The final rule also reduces the wait time for prior authorization decisions by requiring payors (other than QHP issuers on Federally Facilitated Exchanges (FFEs)) to issue decisions on urgent requests within 72 hours, and non-urgent requests within seven calendar days. Payers must also provide a specific reason for any denial, to give providers some transparency into the process. To promote accountability for plans, the rule also requires payers to make public certain metrics that demonstrate how many procedures they’re authorizing.

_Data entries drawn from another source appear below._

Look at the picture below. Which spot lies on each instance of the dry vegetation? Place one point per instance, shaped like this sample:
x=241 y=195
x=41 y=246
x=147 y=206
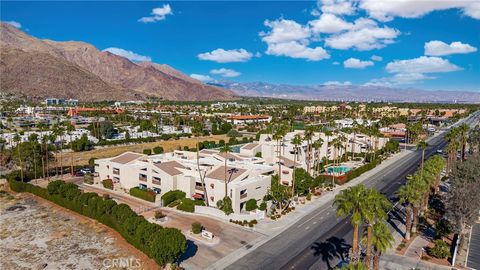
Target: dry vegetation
x=81 y=158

Reauthorization Transparency Bill for Medicare Advantage Plans
In May 2021, a bipartisan group in the House of Representatives led by Rep. Susan DelBene (D-Wash.), Mike Kelly (R-Pa.), Ami Bera (D-Calif.) and Larry Bucshon (R-Ind.) reintroduced a bill imposing similar requirements on Medicare Advantage plans. In addition to requiring Medicare Advantage plans to establish electronic prior authorization programs and provide “real-time decisions” for certain services designated by the HHS secretary, the bill would boost prior authorization transparency by obligating plans to:
- Submit annual reports to HHS listing which of their services require prior approval, as well as data on how many requests were approved, denied and overturned after initial denials in the previous plan year;
- Report the average and median amount of time between the submission of a prior authorization request and a determination from the plan; and
- Make the above information available to their contract providers along with a statement of their criteria for making prior authorization determinations.
Takeaway
Prior authorization has been a perennial source of friction between payers and physicians, labs and other providers. While payers have a legitimate need to ensure program integrity and manage utilization of covered health services, requiring prior authorization often imposes significant administrative burdens on providers and delays patients from receiving the care they need.
The American Medical Association (AMA) has done an effective job of keeping the issue on the agenda, including via a 2020 survey in which two of five polled physicians reporting that prior authorization delays access to necessary care, with 15 percent reporting it always happens, 39 percent saying it happens often and 40 percent saying it happens sometimes.